Overall, it was another game in which Smith threw the ball well, did a nice job in the pocket, and was overall a very plus player behind center. So why didn’t the offense score more points? Well, there are a few reasons in my opinion. The first was the aforementioned shell the Chiefs’ offense went into after a couple of turnovers. Whether Andy got spooked or thought Alex was spooked can be debated. What can’t be debated is they stopped running aggressive routes down the field as much, basically completely stopped using jet sweep motion to mess with the Raiders, and dialed up the conservative to 11.
Another issue remained penalties. The Chiefs continue to make some bonehead penalties that result in really unfavorable third down plays. And as we all know, if the Chiefs have a lead and are in an unfavorable third down situation, Andy Reid is going to call some kind of single-read screen. It’s as inevitable as the rising sun (maybe more so, because the sun will burn out one day and Andy Reid will still be here calling wide receiver screens on third and 10).
What matters much more than frequency of mistakes on offense is timing. If you have a bad play on first and 10 on a drive, it’s not that big a deal. A bad play (or penalty) on third down? Well, now the drive is dead and you’ve got no points to show for it. The offense, for as well as it was moving the ball, definitely needs to clean up its consistency, particularly the run game (which was another major factor in the score remaining low for the Chiefs: they wanted to run the ball and couldn’t. That’s not a formula to score points).

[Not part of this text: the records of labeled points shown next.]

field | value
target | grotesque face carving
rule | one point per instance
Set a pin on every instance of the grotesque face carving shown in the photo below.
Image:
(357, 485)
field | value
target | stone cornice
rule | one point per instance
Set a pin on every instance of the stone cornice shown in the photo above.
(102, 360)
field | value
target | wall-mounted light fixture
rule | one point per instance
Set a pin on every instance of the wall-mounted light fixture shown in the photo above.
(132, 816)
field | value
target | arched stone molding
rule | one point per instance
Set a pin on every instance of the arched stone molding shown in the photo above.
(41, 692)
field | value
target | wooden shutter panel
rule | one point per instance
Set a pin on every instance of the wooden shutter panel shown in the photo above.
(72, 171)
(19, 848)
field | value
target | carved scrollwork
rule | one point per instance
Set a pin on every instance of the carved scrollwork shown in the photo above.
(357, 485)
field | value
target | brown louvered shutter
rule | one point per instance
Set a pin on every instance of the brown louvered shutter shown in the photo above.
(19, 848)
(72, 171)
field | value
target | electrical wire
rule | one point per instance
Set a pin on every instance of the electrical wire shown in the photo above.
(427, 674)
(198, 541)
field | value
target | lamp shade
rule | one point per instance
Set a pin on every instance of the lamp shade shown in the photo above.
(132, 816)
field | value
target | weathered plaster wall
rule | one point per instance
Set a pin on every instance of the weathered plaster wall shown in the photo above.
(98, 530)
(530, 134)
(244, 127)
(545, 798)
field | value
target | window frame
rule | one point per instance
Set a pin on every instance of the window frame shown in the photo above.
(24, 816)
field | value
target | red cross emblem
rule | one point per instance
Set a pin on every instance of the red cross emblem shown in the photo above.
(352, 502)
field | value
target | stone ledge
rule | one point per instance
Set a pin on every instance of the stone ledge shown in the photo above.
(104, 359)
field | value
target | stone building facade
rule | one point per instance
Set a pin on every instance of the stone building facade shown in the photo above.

However, despite the low point total for the offense, Alex Smith played another impressive game and took another step towards being the guy we’ll need him to be if the Chiefs want to make noise in the playoffs. If he continues to push the ball down the field, move comfortably in the pocket and have solid ball placement, this offense is going to click more and more.
After the Broncos game I wanted to bemoan the fact that Smith wasn’t able to play well until his back was against the wall. After the Falcons game I wanted to bemoan the fact that Smith rarely puts up multiple-consecutive-game performances like the one he had in Atlanta.
Now? Well, now I want to bemoan the fact that I’m too afraid to call Smith’s play a pattern just yet. Let’s see how things go against the Titans. But I will repeat what I said after the Falcons game: if Alex Smith plays like this every week, the Chiefs are primed to make a playoff run.
What does he need to do to keep doing so? Re-establish his rapport with Maclin (who doesn’t seem 100 percent to me, or at least he didn’t against Oakland), and continue to feed Tyreek Hill and Travis Kelce. Especially Kelce, who absolutely cannot be covered one-on-one by anyone at the moment.
The ease with which Travis Kelce shook Nate Allen (a guy OAK fans were telling me isn't half bad in coverage) is just terrifying. pic.twitter.com/3m7G79oJ3a— Seth Keysor (@RealMNchiefsfan) December 13, 2016
Alex seems to have figured out that a passing attack centered around Kelce’s gifts with a healthy sprinkling of Tyreek Hill to keep things honest is a ticket to success. Hopefully that’s what we continue to see (again, with more of Maclin as he reintegrates into the offense) moving forward.